Reputation: 13
I have this data.frame with a variable V21 in which many countries are recorded, I want to make it smaller by just specifying the continent rather then all those countries. For example 'Cuba', 'Peru', 'Argentina' rather than being separate levels of V21, I want them to become level 'South America'. Here's the code I tried to use:
recode(WaveOne.test$V21, "levels("Cuba","Colombia","Costa Rica","Argentina","Chile","Ecuador","Peru","Venezuela")= 'South America'")
Can you suggest what is wrong with my code or maybe a different method?

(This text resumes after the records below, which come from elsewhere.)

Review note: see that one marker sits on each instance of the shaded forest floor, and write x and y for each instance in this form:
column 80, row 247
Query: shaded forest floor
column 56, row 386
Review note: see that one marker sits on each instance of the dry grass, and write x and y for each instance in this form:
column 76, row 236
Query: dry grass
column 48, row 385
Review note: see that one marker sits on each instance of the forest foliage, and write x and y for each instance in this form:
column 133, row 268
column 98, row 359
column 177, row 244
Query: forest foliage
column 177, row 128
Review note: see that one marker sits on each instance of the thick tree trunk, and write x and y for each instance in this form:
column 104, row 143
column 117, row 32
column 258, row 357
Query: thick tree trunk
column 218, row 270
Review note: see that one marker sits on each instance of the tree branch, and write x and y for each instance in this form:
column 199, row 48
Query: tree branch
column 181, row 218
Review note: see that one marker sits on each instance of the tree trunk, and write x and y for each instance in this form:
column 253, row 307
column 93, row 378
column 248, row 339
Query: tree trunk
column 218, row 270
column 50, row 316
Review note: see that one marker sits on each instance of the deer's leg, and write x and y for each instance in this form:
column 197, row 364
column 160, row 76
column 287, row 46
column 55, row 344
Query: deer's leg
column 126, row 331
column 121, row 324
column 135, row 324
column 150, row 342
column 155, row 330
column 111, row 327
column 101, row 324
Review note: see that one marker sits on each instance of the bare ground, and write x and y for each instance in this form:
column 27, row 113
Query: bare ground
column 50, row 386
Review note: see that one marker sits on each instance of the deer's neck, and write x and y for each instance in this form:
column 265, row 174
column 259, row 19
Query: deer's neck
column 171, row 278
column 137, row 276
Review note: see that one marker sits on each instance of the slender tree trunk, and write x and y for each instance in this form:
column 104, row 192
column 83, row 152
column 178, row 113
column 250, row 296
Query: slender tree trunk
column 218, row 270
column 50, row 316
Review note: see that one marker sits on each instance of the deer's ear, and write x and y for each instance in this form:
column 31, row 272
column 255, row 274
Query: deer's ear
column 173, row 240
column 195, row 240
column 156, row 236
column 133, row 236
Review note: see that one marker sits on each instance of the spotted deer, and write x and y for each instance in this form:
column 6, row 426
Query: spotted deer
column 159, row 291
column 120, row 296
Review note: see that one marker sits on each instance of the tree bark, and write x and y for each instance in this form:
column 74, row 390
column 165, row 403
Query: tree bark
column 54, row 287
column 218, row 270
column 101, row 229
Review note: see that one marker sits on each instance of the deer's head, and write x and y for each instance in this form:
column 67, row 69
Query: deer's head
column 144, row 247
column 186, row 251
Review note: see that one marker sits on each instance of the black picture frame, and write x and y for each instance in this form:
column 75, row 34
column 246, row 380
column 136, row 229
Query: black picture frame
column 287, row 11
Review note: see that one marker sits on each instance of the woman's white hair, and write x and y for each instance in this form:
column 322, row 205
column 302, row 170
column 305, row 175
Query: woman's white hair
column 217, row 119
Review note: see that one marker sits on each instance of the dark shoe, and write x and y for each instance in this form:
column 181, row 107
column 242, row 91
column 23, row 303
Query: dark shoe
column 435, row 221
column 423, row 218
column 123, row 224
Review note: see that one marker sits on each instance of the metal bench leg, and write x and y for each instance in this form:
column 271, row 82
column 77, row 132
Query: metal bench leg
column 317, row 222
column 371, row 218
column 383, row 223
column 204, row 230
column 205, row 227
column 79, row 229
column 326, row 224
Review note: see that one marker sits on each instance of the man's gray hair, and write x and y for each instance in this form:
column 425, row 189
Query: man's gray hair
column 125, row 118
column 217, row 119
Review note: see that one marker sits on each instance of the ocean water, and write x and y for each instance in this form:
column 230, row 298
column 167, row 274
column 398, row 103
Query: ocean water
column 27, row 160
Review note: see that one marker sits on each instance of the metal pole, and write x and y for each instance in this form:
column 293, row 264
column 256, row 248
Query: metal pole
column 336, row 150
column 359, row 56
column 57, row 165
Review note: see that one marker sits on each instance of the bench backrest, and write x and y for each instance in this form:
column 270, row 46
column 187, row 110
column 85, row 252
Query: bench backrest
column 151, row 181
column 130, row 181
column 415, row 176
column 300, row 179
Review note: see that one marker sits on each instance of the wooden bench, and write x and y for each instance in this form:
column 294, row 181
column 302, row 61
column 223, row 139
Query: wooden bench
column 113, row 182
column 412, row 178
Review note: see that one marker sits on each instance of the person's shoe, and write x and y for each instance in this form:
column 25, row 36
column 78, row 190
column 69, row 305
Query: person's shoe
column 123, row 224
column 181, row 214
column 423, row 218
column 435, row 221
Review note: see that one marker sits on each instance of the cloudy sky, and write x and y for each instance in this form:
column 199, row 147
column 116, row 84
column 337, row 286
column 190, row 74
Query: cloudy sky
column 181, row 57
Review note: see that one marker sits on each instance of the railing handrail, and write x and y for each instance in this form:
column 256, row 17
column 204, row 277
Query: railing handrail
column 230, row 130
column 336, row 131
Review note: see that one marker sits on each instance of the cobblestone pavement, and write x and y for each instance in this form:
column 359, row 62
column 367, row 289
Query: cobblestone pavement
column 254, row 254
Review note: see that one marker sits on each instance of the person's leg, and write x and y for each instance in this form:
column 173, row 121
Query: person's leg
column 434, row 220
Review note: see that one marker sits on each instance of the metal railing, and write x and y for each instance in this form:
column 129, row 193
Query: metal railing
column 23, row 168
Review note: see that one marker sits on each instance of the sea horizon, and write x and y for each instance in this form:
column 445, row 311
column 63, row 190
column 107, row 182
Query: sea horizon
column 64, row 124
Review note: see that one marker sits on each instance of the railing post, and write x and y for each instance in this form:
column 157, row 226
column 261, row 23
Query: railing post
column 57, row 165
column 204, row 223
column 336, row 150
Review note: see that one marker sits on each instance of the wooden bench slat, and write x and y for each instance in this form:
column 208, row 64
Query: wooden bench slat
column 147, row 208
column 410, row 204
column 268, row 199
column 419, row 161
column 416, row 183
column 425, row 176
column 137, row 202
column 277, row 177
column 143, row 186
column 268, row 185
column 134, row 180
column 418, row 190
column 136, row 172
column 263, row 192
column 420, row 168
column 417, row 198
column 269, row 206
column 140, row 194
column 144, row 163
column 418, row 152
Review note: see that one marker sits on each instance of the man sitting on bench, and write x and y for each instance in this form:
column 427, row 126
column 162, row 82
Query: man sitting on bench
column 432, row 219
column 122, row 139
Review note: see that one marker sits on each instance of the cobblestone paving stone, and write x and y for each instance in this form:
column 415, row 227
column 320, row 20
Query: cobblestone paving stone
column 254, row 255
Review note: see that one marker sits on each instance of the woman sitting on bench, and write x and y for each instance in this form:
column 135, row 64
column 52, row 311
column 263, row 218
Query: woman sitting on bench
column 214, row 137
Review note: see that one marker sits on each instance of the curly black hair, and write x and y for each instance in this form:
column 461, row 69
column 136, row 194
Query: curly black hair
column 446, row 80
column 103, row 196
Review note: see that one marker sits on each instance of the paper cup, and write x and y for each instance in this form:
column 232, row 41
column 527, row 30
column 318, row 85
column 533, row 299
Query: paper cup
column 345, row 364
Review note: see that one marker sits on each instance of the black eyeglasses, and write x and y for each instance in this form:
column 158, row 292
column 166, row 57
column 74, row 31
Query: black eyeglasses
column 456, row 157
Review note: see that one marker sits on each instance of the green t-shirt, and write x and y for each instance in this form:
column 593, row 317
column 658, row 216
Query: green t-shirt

I am a complete newbie in R and its syntax. Thank you!
========UPDATE=========
SA_countries <- c("Cuba", "Mexico", "Argentina","Jamaica", "Haiti","West Indies", "Chile", "Ecuador", "Venezuela", "Other South America", "El Salvador", "Guatemala", "Nicaragua", "Dominican Republic", "Panama", "Costa Rica", "Peru")
Asia_countries <- c("Philippines", "Vietnam", "Laos", "Cambodia", "Hmong", "Other Asia", "China", "Hong Kong", "Taiwan", "Japan", "Korea", "India", "Pakistan") Europe_Canada <- c("Europe/Canada") MiddleEast_Africa <- c("Middle East/Africa")
continents <- list(`South America`= SA_countries, `Asia` = Asia_countries, `Europe_Canada` = Europe_Canada, `Middle East & Africa` = MiddleEast_Africa)
levels(WaveOne.test$V21) <- c(levels(WaveOne.test$V21), names(continents))
for(i in seq_along(continents)) WaveOne.test$V21[WaveOne.test$V21 %in% continents[[i]]] <- names(continents)[i]
levels(WaveOne.test$V21)
My output however is:
levels(WaveOne.test$V21)
1 "Cuba" "Mexico" "Nicaragua" "Colombia" "Dominican Republic" "El Salvador" "Guatemala"
[8] "Honduras" "Costa Rica" "Panama" "Argentina" "Chile" "Ecuador" "Peru"
[15] "Venezuela" "Other South America" "Haiti" "Jamaica" "West Indies" "Philippines" "Vietnam"
[22] "Laos" "Cambodia" "Hmong" "Other Asia" "China" "Hong Kong" "Taiwan"
[29] "Japan" "Korea" "India" "Pakistan" "Middle East/Africa" "Europe/Canada" "South America"
[36] "Asia" "Europe_Canada" "Middle East & Africa"
Upvotes: 1
Views: 91
Reputation: 28441
You can create a list with all of your countries and continents then reassign the values accordingly:
continents <- list(`South America`=SA_countries,
`North America` = NA_countries,
Europe=Euro_countries)
levels(df$V21) <- c(levels(df$V21), names(continents)) #necessary to add new levels
for(i in seq_along(continents)) {
df$V21[df$V21 %in% continents[[i]]] <- names(continents)[i]}
Reproducible Example
set.seed(123)
SA_countries <- c("Cuba","Colombia","Costa Rica","Argentina","Chile","Ecuador","Peru","Venezuela")
NA_countries <- c("Mexico", "USA", "Canada")
Euro_countries <- c("Germany", "France")
df <- data.frame(V21=sample(c(NA_countries,SA_countries, Europe),20,T))
df
# V21
# 1 Cuba
# 2 Venezuela
# 3 Costa Rica
# 4 Germany
# 5 France
# 6 Mexico
# 7 Argentina
# 8 Germany
# 9 Chile
# 10 Costa Rica
# 11 France
# 12 Costa Rica
# 13 Ecuador
# 14 Chile
# 15 USA
# 16 Germany
# 17 Cuba
# 18 Mexico
# 19 Colombia
# 20 France
continents <- list(`South America`=SA_countries, `North America` = NA_countries, Europe=Euro_countries)
levels(df$V21) <- c(levels(df$V21), names(continents))
for(i in seq_along(continents)) df$V21[df$V21 %in% continents[[i]]] <- names(continents)[i]
df
# V21
# 1 South America
# 2 South America
# 3 South America
# 4 Europe
# 5 Europe
# 6 North America
# 7 South America
# 8 Europe
# 9 South America
# 10 South America
# 11 Europe
# 12 South America
# 13 South America
# 14 South America
# 15 North America
# 16 Europe
# 17 South America
# 18 North America
# 19 South America
# 20 Europe
Upvotes: 1